Net sales for underground mining machinery decreased 24 percent in comparison to the second-quarter of last year. Original equipment sales decreased 47 percent compared to the prior year, with decreases in all regions. Service sales decreased 5 percent compared to the prior year, with a decline in China partially offset by increases in all other regions. Net sales for surface mining equipment decreased 38 percent in comparison to the second quarter of last year. Original equipment sales decreased 66 percent compared to the prior year, with declines in all regions. Service sales decreased 11 percent compared to the prior year, with declines in all regions.Operating profit for the second-quarter of fiscal 2014 totaled $126 million, compared to $279 million in the second quarter of fiscal 2013. This was due to lower sales volumes, unfavorable product mix and lower manufacturing cost absorption.

This translated into fully diluted earnings per share for the second-quarter of fiscal 2014 totaled $0.73, compared to $1.69 in the second quarter of fiscal 2013. Excluding unusual items, fully diluted earnings per share for the second-quarter of fiscal 2014 totaled $0.76, compared to $1.73 in the second-quarter of fiscal 2013.
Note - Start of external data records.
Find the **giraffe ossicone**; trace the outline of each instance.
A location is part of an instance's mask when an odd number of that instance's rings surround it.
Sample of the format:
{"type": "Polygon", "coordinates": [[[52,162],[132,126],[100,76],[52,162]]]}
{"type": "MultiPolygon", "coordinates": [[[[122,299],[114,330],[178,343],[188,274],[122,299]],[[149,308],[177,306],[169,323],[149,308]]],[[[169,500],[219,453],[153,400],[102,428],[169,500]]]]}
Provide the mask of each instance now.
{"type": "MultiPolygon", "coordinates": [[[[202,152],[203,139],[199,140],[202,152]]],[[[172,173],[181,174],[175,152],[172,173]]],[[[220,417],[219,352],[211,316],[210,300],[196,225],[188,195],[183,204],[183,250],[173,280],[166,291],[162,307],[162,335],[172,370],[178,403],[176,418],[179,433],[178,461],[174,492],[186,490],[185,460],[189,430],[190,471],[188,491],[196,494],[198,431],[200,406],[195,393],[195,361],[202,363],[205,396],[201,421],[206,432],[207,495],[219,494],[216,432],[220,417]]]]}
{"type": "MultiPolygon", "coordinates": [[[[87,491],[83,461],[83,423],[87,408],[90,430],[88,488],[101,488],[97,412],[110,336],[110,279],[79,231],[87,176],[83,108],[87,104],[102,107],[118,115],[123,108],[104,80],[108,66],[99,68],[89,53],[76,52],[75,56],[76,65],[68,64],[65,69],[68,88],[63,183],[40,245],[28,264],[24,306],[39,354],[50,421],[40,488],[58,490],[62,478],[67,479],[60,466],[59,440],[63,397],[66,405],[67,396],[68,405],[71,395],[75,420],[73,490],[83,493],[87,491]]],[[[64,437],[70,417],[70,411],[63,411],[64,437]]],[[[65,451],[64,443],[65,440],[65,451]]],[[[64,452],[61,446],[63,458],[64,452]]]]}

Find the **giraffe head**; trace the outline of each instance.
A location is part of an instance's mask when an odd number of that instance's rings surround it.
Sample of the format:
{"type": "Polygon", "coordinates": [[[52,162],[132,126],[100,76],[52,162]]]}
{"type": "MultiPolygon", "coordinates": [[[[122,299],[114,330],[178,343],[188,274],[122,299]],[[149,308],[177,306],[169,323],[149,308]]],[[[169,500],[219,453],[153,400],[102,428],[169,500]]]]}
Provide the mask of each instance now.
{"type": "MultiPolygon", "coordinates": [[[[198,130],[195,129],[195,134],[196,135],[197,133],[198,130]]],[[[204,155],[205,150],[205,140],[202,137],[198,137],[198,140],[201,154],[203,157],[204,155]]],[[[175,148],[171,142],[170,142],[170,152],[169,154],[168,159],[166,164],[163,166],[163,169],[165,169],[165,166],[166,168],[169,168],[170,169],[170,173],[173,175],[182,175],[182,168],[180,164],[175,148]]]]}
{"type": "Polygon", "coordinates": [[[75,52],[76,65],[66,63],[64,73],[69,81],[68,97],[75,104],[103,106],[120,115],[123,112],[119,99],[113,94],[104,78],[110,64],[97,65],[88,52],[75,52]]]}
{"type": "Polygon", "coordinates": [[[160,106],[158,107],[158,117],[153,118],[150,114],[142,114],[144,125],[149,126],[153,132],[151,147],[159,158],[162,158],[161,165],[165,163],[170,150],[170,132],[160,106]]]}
To make matters worse for the company, its tax rate went up. The effective income tax rate was 33.9 percent for the second-quarter of fiscal 2014, compared to 31.0 percent in the second-quarter of fiscal 2013. The increase in the effective tax rate for the quarter was primarily attributable to a change in geographical mix of projected earnings and a change in the net operating losses of certain foreign subsidiaries without a currently recognizable tax benefit.
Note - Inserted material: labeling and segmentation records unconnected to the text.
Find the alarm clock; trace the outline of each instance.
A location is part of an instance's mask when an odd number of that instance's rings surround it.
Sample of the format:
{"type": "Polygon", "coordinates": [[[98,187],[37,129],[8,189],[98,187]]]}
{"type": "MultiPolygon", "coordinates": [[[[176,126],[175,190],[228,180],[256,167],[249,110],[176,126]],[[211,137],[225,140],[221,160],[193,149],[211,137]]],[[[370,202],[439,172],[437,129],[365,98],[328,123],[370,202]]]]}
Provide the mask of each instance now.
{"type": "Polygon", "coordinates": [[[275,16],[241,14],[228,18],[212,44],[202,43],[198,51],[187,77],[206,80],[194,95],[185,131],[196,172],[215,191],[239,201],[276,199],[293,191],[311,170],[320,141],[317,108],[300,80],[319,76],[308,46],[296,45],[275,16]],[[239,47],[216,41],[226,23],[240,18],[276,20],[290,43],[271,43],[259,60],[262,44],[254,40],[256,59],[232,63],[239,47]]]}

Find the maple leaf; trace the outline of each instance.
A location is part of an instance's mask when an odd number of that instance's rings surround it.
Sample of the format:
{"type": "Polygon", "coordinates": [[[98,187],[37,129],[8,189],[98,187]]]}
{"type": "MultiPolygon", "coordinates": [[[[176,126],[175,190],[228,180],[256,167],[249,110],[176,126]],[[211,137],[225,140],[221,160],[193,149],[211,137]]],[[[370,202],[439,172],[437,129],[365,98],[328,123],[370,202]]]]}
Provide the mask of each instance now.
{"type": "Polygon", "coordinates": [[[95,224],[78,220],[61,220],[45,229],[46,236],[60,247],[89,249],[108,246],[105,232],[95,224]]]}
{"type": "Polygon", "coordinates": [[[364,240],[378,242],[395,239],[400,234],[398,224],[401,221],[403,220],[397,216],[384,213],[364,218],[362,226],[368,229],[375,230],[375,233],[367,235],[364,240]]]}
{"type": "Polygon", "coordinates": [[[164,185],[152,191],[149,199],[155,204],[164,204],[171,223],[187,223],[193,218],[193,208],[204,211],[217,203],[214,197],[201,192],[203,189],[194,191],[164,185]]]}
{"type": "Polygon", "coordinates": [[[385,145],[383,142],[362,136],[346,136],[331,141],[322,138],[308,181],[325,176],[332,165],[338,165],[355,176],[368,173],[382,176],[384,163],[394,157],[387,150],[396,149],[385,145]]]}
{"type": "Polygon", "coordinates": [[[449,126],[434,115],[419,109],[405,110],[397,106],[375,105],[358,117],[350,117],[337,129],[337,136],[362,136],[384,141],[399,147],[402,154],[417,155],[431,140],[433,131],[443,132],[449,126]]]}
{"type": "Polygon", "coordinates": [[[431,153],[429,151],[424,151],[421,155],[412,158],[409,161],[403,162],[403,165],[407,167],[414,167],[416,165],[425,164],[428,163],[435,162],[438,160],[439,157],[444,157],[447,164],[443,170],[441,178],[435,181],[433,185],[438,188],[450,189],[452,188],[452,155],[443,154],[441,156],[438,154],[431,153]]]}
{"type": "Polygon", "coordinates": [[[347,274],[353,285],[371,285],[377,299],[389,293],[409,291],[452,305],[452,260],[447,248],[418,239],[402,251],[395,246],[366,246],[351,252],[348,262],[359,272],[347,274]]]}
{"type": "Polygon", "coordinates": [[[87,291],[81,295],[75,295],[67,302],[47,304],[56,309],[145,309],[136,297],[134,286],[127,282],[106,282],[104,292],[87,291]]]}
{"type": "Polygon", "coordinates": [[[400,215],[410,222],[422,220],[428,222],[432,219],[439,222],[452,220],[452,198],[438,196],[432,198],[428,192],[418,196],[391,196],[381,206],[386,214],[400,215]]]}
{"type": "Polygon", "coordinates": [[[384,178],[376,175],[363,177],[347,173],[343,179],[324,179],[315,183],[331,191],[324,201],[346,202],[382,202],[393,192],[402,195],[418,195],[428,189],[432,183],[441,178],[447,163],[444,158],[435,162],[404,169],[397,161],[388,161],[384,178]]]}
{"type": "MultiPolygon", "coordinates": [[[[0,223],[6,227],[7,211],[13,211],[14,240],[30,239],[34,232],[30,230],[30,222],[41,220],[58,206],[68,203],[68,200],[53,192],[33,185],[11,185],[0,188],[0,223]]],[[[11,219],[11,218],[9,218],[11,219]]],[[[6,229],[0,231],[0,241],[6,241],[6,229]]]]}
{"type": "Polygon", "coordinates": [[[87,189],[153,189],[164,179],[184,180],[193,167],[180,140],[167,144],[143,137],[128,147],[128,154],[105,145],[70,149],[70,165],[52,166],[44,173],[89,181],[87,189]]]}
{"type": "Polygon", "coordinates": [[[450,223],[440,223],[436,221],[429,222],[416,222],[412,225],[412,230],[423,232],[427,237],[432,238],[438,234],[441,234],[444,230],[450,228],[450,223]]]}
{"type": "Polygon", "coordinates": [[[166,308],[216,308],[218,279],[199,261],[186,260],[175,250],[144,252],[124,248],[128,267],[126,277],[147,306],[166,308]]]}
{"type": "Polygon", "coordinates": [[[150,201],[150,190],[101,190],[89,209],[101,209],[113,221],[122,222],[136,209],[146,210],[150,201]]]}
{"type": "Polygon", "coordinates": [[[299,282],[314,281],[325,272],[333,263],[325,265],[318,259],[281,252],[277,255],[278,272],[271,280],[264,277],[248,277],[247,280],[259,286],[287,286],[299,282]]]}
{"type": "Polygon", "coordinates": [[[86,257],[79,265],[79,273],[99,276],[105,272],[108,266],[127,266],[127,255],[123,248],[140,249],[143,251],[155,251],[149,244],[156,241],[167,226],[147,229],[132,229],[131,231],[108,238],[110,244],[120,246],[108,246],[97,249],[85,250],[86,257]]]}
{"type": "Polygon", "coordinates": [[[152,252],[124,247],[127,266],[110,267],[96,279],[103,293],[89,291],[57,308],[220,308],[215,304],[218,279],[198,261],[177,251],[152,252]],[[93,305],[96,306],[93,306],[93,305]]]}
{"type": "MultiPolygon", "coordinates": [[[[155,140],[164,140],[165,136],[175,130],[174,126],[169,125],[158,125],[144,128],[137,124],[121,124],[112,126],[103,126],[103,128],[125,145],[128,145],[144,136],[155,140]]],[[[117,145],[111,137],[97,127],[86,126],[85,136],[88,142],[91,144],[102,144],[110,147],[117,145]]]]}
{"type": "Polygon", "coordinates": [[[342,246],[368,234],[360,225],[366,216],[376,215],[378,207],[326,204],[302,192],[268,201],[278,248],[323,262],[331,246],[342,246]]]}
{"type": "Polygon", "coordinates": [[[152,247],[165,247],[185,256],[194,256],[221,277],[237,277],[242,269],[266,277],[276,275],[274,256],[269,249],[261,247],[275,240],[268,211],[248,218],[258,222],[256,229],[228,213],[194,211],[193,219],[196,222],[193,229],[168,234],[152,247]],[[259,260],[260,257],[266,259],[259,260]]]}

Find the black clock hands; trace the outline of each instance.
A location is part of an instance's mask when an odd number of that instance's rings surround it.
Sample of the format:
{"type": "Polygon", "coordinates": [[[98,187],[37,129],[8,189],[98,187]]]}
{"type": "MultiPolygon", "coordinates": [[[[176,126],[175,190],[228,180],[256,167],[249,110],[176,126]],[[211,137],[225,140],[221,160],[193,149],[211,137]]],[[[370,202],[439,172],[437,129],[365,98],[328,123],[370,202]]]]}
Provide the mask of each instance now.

Finally, a look at cash and expenditures is warranted. Cash provided by continuing operations was $142 million for the second-quarter of fiscal 2014, compared to $1 million provided by continuing operations in the second-quarter of fiscal 2013. The increase in cash provided by continuing operations during the second-quarter was primarily due to collection of accounts receivable, reduced pension contributions, and timing of tax payments, partially offset by lower earnings. Capital expenditures were $18 million in the second-quarter of fiscal 2014, down from $32 million in the second-quarter of fiscal 2013. Speaking about the quarter, Ted Doheny, President and Chief Executive Officer stated the following:

The Joy Global team continues to execute well despite significant market headwinds. The continued stabilization of our service business, strong cash generation and a multi-shovel order for the Canadian oil sands were highlights in the quarter. Additionally, the recent closing of the Mining Technologies International Inc. transaction will add to our underground hard rock mining growth prospects. As a result, we are pleased with our second quarter performance and the steps we have taken to advance the execution of our business strategy.
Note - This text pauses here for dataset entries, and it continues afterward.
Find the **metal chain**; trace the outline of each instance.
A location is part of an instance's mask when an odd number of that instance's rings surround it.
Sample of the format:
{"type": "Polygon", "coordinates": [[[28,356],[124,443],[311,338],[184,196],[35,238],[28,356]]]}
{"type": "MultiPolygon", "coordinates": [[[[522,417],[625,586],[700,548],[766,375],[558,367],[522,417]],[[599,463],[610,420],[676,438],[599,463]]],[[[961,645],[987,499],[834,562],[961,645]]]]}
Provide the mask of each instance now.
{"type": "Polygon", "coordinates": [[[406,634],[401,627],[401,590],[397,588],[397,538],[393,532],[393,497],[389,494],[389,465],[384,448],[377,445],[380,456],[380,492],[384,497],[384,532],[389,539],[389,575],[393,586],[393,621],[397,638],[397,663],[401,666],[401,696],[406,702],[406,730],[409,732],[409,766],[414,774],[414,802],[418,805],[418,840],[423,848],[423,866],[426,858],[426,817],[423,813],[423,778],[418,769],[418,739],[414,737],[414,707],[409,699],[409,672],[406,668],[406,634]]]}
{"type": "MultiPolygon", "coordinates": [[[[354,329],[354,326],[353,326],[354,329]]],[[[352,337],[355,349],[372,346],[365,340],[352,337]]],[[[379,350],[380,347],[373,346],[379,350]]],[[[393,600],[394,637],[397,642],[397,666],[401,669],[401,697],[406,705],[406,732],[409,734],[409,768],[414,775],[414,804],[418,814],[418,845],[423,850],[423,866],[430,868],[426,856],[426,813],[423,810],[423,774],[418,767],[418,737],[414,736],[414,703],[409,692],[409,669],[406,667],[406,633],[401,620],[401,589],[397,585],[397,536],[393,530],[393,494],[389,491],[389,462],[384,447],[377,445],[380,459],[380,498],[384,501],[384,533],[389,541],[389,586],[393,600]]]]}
Looking ahead, Joy Global is facing severe headwinds. I will admit, I am surprised at the action in the stock given the earnings and sales declines. While much of this was expected, clearly the company isn’t growing in these important metrics. It is a healthy company that is repurchasing shares and paying a dividend, but I think the stock is ahead of itself here and cannot recommend it as a buy.

Disclosure: Christopher F. Davis holds no position in Joy Global and has no intentions of initiating a position in the next 72 hours. He has a hold rating on the stock and a $56 price target.